CHAPTERS
- 0:00 – 1:19
Why MVP advice needs updating for the AI coding era
Michael and Dalton set the premise: the classic MVP constraint (features are expensive) is shifting because AI makes feature-building dramatically cheaper. That changes founder behavior and introduces new failure modes that older advice didn’t fully anticipate.
- •They revisit long-standing MVP guidance and why it may no longer fit perfectly
- •AI reduces the cost/time to build features, changing the main constraint
- •They frame the episode as revising prior startup advice for a new environment
- 1:19 – 2:20
AI-driven feature creep: when building is too easy
Dalton explains a new problem: you can accidentally build a huge product extremely quickly. Instead of struggling to ship anything, founders may need to ruthlessly delete and simplify to find the real MVP.
- •Dalton had to delete ~80% of MVP features after building too much too fast
- •Feature creep now happens in days/weeks instead of months
- •“Vibe coding” can produce lots of low-value surface area
- •Founders must act more like editors than builders
- 2:20 – 2:59
The temptation to avoid users and build “everything they’d want”
Michael argues that cheap features increase the psychological pull to skip user conversations and keep adding imagined requirements. The easier it gets to implement, the easier it becomes to justify not validating what matters.
- •Building for others is riskier: you can’t personally feel the value during development
- •Founders rationalize adding features to avoid showing something incomplete
- •AI makes writing features addictive and lowers the friction to overbuild
- •More features can become a substitute for real user learning
- 2:59 – 4:19
Why building every requested feature is now dangerously possible
They describe a modern anti-pattern: users give a feature list and founders can now implement all of it immediately with AI help.

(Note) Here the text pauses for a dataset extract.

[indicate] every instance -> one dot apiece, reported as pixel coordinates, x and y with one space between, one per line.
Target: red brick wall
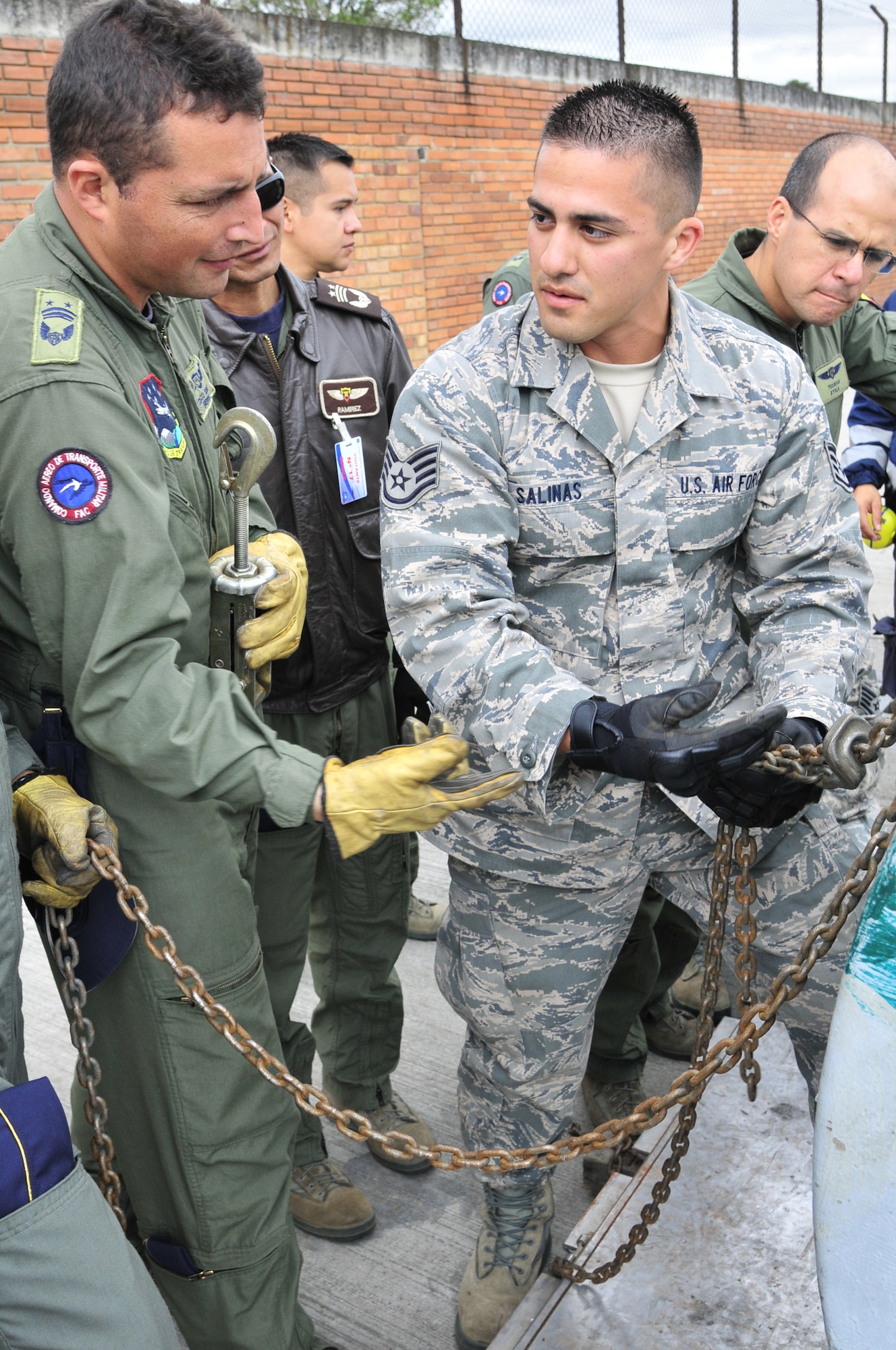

This creates a “tar pit” where complexity expands without discovering the real underlying need.
- •AI enables turning user notes directly into shipped features
- •Implementing the “laundry list” prevents deeper problem discovery
- •Domain understanding becomes more important as build cost collapses
- •Overbuilding creates self-inflicted complexity and unclear product value
- 4:19 – 4:59
Resisting broad complexity: earn features through user pull
Dalton reframes feature expansion: you can add more later, but only when users are pulling you toward it. The new discipline is choosing narrowness and clarity even when the tooling encourages maximalism.

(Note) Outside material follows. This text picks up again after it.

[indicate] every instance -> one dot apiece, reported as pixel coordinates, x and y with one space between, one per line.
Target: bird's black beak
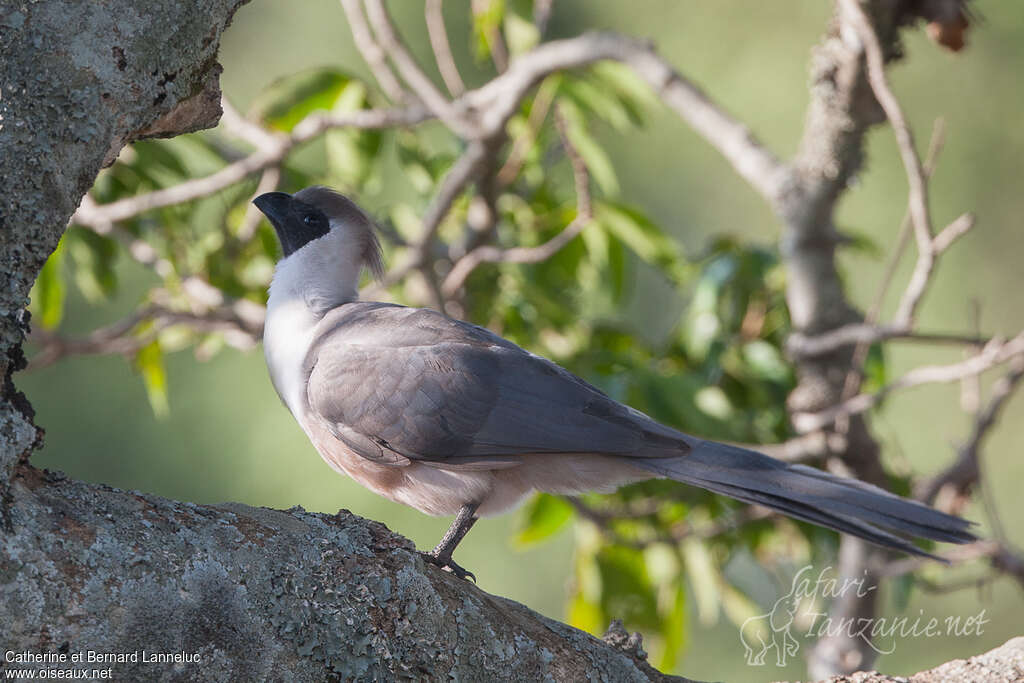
275 206
296 222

- •Founders must try harder than ever to avoid broad, complex products
- •Add features only when validated demand pulls you forward
- •Don’t add features simply because Codex/AI can crank them out
- •Small, clear value beats sprawling capability
- 4:59 – 5:40
“Talking to users” vs. AI-enabled spam: quality over quantity
They warn that outreach has the same dynamic as building: AI makes spamming prospects trivial, which can be mistaken for real user research. The remedy is fewer, deeper conversations where founders listen carefully.
- •Old advice still stands: talk to users and earn love from early adopters
- •AI can scale spam (lead lists, automated outreach) and pollute feedback
- •High-volume outreach creates noise, not insight
- •A small number of high-quality conversations is more valuable
- 5:40 – 6:19
Users don’t have the full playbook—go deeper than feature requests
Michael explains why startups aren’t simply “ask users, build what they say.” Customers often want to succeed but can’t fully articulate the solution; intimate conversations help founders uncover what truly drives customer success and word-of-mouth growth.

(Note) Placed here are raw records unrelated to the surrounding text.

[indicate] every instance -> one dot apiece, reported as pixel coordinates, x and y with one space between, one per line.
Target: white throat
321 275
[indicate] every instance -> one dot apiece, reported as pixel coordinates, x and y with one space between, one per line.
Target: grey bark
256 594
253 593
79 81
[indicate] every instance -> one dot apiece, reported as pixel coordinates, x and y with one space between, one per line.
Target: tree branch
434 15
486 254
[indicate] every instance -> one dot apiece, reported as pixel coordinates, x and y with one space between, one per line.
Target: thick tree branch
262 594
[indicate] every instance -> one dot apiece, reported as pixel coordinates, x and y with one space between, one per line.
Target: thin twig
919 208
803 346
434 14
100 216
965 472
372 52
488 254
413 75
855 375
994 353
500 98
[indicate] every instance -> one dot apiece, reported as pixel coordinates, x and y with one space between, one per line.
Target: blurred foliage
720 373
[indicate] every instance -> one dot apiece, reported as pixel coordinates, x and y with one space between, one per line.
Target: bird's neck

- •Customers may not know the real path to improvement even if motivated
- •Founder’s job is diagnosing the underlying problem, not executing requests
- •Deep customer understanding increases odds of real business impact
- •Real impact creates a flywheel of word-of-mouth rather than spam
- 6:19 – 7:37
StandardDB lesson: fewer features made the product click
Dalton shares a concrete example: after building a complex MVP, he ran ~12 Zoom calls and learned people were confused. Stripping most functionality made the value obvious—leading to immediate signups.
- •Hands-on Zoom calls revealed confusion caused by complexity
- •Cutting 80% of functionality improved comprehension and adoption
- •Users care about short-term problem solving, not expansive vision
- •“Less features, more usage” is a recurring MVP truth amplified by AI
- 7:37 – 9:20
GarageBand metaphor: democratized tools don’t increase demand or winners
Dalton compares AI coding to music production: tools are now accessible enough to produce “radio-quality” output, but audience demand remains limited. AI can raise output volume without increasing the number of products people truly want.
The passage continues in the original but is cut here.